WASHINGTON — Witnesses called for U.S. intervention to end the ongoing persecution of religious minorities in India, including Christians, at a hearing on Capitol Hill.
“Religious freedom in India is abysmal. Religious minority communities and their places of worship remain particularly vulnerable to discriminatory legislation, surveillance, and harassment,” U.S. Commission on International Religious Freedom (USCIRF) Vice Chair Asif Mahmood said during a May 7 hearing. “Members of the clergy are also routinely arrested and released under accusation of conducting forced conversions.”
USCIRF Chair Vicky Hartzler also highlighted persecution in India on the national, state, and local level through discriminatory legislation, arbitrary detention of religious leaders, failure to intervene in attacks against religious minorities, anti-conversion laws in 13 out of 28 states, anti-terrorism laws targeting minorities, and citizenship laws. She described religious freedom in India as continuing in “a downward trajectory.”
The hearing comes as the commission warns of escalating attacks against Christians in India, including mob violence and property destruction. The Catholic population in India is about 23 million, about 1.6% of the countryʼs population, according to the Vatican.
Raqib Naik, founder and executive director of the Center for the Study of Organized Hate, called for the State Department to designate India as a country of particular concern (CPC).
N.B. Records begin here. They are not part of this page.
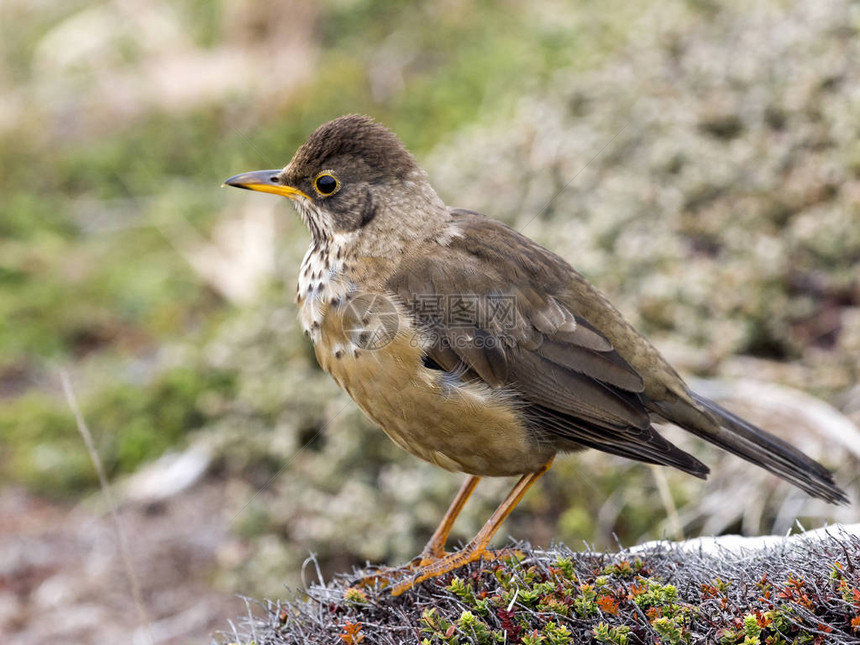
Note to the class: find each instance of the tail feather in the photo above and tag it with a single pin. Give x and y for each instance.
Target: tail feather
(748, 441)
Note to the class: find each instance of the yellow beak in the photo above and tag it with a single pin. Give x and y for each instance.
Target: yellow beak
(264, 181)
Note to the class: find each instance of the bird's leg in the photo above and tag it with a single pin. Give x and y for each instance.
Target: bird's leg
(435, 548)
(477, 547)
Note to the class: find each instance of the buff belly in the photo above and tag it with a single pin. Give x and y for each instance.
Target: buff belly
(465, 427)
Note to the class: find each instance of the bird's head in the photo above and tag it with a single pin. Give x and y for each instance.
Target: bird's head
(352, 175)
“I believe that acknowledging the problem is the first step,” Naik said. “I think the U.S. should designate India as a CPC. I think that should be the first step because you cannot have a solution without acknowledging the problem.” Naik further called for sanctions and heightened awareness of transnational repression, which he said poses a “national security threat.”
Former U.S. Ambassador-at-Large for Global Criminal Justice Stephen Rapp called for “methods that have a bite to them” to place pressure on the Indian government to end religious persecution in the country. Rapp encouraged heightened reporting of religious freedom violators to “build cases” against them so that it may be possible to prosecute them internationally in the future.
“Maybe many of the perpetrators may never travel, but basically you send a signal that if you commit crimes like these there will be no rest in this life,” Rapp said. “It’s not enough, but it’s something.”
Religious freedom advocate David Curry called for the State Department to demand that its international partners uphold religious liberty as a preliminary requirement in all negotiations.
“The international religious freedom infrastructure within the State Department should be part of every discussion and negotiation,” Curry said. “Human rights and international religious freedom should be part of these discussions.”
Indian anthropologist Angana Chatterji echoed Curry, urging the U.S. “to examine seriously the impossibility of economic benefit and profit from relations with India under the current extreme conditions.”
Georgetown Law professor Arjun Sethi noted that India’s Prime Minister Narendra Modi was banned under the George W. Bush administration from entering the U.S. from 2005 to 2014. “And now he’s courted by this country,” he said.
“I think we should just have a much deeper understanding of who he is, what he stands for, and what he’s about,” Sethi said.